Roll label printers in the UK experienced a difficult start to 1996, with a fall in orders, shorter lead times and a drop in employment, according to the finding of the first quarter survey of the British Roll Label Association. The survey of the BPIF Business Information Section for the same period indicates that similar conditions prevailed in the business information sector.

Capacity utilisation in the roll label sector has fallen sharply and prices, particularly in the domestic market, remain under severe downward pressure.

These difficult conditions are not expected to persist, however, and none of the respondents to the BRLA survey expects conditions to deteriorate further in the second quarter. Indeed margins are expected to improve and more than half of the survey’s respondents expect to increase investment in plant and machinery over the coming year.

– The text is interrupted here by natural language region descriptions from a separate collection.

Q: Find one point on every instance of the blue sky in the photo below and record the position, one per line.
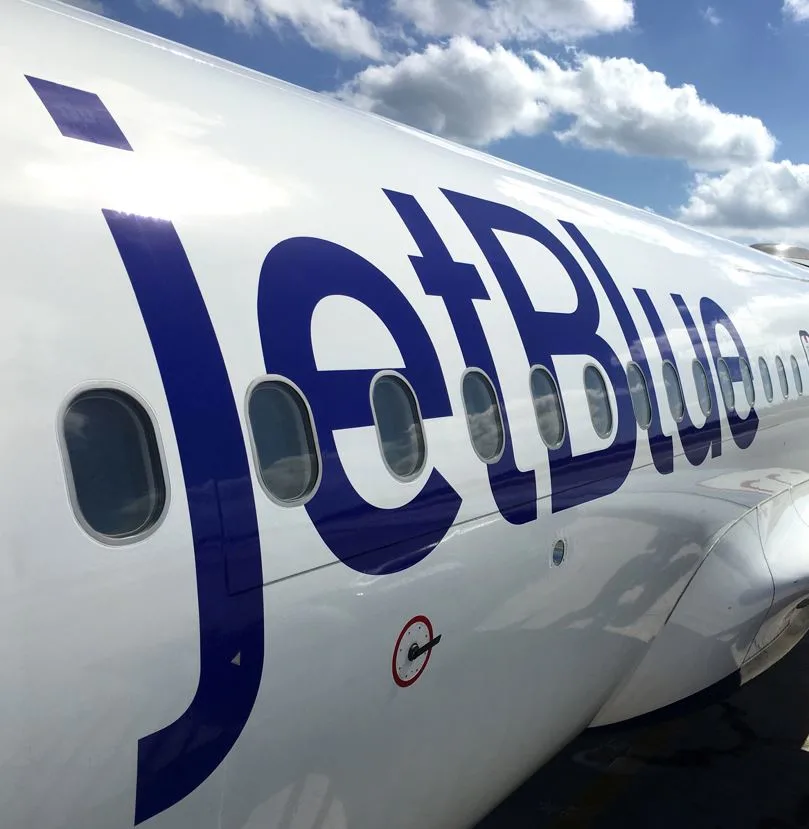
(589, 91)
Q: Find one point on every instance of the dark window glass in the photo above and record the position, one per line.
(796, 373)
(674, 391)
(114, 463)
(747, 381)
(399, 426)
(547, 407)
(726, 384)
(284, 440)
(782, 376)
(766, 380)
(639, 393)
(598, 401)
(482, 415)
(703, 390)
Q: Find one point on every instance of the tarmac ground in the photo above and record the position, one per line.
(740, 763)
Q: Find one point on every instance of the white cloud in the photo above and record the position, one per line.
(333, 25)
(517, 19)
(796, 9)
(767, 199)
(711, 16)
(464, 91)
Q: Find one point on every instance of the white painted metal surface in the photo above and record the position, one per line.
(669, 582)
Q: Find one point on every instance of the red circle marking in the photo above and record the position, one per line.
(406, 683)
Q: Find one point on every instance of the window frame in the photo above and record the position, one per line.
(110, 386)
(562, 415)
(783, 381)
(750, 398)
(695, 363)
(278, 378)
(768, 396)
(729, 408)
(374, 380)
(796, 375)
(475, 370)
(598, 370)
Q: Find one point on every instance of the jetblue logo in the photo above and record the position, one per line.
(172, 762)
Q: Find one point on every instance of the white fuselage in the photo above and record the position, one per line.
(203, 227)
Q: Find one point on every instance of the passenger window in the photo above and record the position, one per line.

Many of the survey’s findings mirror those of the BPIF Survey of Trends for the first quarter of 1996 and also those of the wider April CBI Industrial Trends Survey which reported poor performance during the first four months, yet the anticipation of improvements in the next period.

Looking at trade on a seasonal basis, 42 per cent of roll
label printers said that order books were worse than normal for the time of year, compared to 29 per cent in the previous quarter’s survey. More are working on short order books as customers maintain low stocks and place orders as late as possible.

A total of 28 roll
label printers, with a combined turnover of £150 million, participated in the survey.